I "love" income investing. I wrote the following in 2023.
Let's show the case of SPY vs PDI during 2018 to 2023
Suppose you have a portfolio worth $1M, and you need a $4000 monthly withdrawal; the income myth says that since you don't need to sell shares, it's a better choice. The numbers below say otherwise.
It shows that after 5 years SPY grew from one million to 1.44 million, but PDI shrank to 747K. Pay attention to the income; PDI generated a lot more income (4 times more = about 10% annually), but it didn't matter. SPY has been a much better choice. If you owned SPY, you had to sell shares; it didn't matter. Your portfolio was much higher which is the only thing that counts.
(
www.portfoliovisualizer.com/backtest-portfolio?s=y&sl=1PSjvYOEtxqPILBB1pljiQ)

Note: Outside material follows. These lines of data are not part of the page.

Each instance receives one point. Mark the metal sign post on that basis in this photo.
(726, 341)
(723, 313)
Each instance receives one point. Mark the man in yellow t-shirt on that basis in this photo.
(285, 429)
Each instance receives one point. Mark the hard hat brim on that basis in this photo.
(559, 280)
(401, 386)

Can income investing be successful? Of course it can, but only based on TR.
If you have enough money, you can do whatever. You can make it with 20-100% in stocks, bonds, or leveraged CEFs. That doesn't mean it was the right choice.
Income stock investing isn't even a guarantee for better risk/SD in the future.
This reminds me of my friend. His pension covers all his expenses. He believed in the income myth. In 2010 he split his portfolio 50/50 growth/income stocks. He bought dozens of stocks, among them MSFT for the growth and IBM for the income.
I asked him, "in 2010 which company was better in your opinion?" His reply was, "MSFT was much better, but I bought IBM for the income."
I showed him the chart below. He finally got it. Repeat after me: TR=total returns, is the only game in town.
See the chart (
schrts.co/PYcwcpuu).
BTW, I have owned 2-3 bond funds; all distributions have been invested automatically. I don't pay too much attention to the dist, only the risk-adjusted returns. I sell shares any time I need money.